There is no better time than now to re-assess where you are at and how to best support the life you want. You never go backwards or start over if you are building off lessons from what has worked in the past and evaluating how to use that experience to teach you in this next phase of life.
3. Get back to the gym
IF you are one of the many who feels they have lost strength, your body feels different, or you are concerned about injury or over doing it, this next section is for you! We want to help you know what to focus on to best move forward successfully. The following tips will be a great guide!
- Focus on form
When you aren’t sure what weight to use at first, go lighter and focus on the tempo of your movement over the amount you are using.

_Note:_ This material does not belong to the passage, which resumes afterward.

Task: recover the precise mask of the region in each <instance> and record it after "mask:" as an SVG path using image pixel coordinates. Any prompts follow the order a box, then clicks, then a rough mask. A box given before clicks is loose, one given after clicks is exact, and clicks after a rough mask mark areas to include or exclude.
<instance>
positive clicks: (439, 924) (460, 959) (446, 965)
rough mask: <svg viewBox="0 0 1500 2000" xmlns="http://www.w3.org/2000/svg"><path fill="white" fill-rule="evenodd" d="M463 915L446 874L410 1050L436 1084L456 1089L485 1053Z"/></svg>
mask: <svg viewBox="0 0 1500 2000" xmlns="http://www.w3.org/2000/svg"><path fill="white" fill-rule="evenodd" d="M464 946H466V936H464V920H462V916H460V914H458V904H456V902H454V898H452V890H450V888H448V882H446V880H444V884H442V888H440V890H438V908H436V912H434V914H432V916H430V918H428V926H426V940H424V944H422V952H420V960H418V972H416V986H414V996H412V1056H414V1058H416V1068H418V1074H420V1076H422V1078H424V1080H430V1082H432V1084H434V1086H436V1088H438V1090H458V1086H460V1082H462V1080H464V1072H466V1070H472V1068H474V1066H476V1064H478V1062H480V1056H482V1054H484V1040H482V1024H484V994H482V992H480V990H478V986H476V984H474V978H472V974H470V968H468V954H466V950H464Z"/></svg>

Lengthening the time of the eccentric phase of a lift helps you build strength fast without overloading your body as you build back your strength. The following are examples of what part of these actions to focus on.
- The lowering part of a squat
- The lowering part of a push-up
- The extending of the arms on a row
- The extending of the hips or leg on a curl or bridge
- Focus on technique
Can you go lower, higher, wider, than before? Sometimes time off can make positive change to form and technique. This is a great time to work with a professional if you haven’t before as you may want to learn different lifts or ways to organize a personal routine with a trainer. You could also do some learning to reach a specific technical move.
- Focus on habits
Work to create your entry back to the gym around habits that are already working for you. For example:
- If you rise early and have a routine, add it onto that routine 2-3 times a week to start.
- If you have a place you like to go near the gym for an outing in the daytime make sure to pack your gym bag and bring it along.
- If you like to shower in the evening, why not do it after a workout at the gym?
Consider this an opportunity to make your life better! It can be easier said than done, but using this break to evaluate what you want and how you want to get there could change you for the better. At the end of the day, it’s your life and you are the expert on what works and what won’t. Only you know the best way to get yourself grounded and working toward consistency and the results you want. So, take hold of your life and go for it!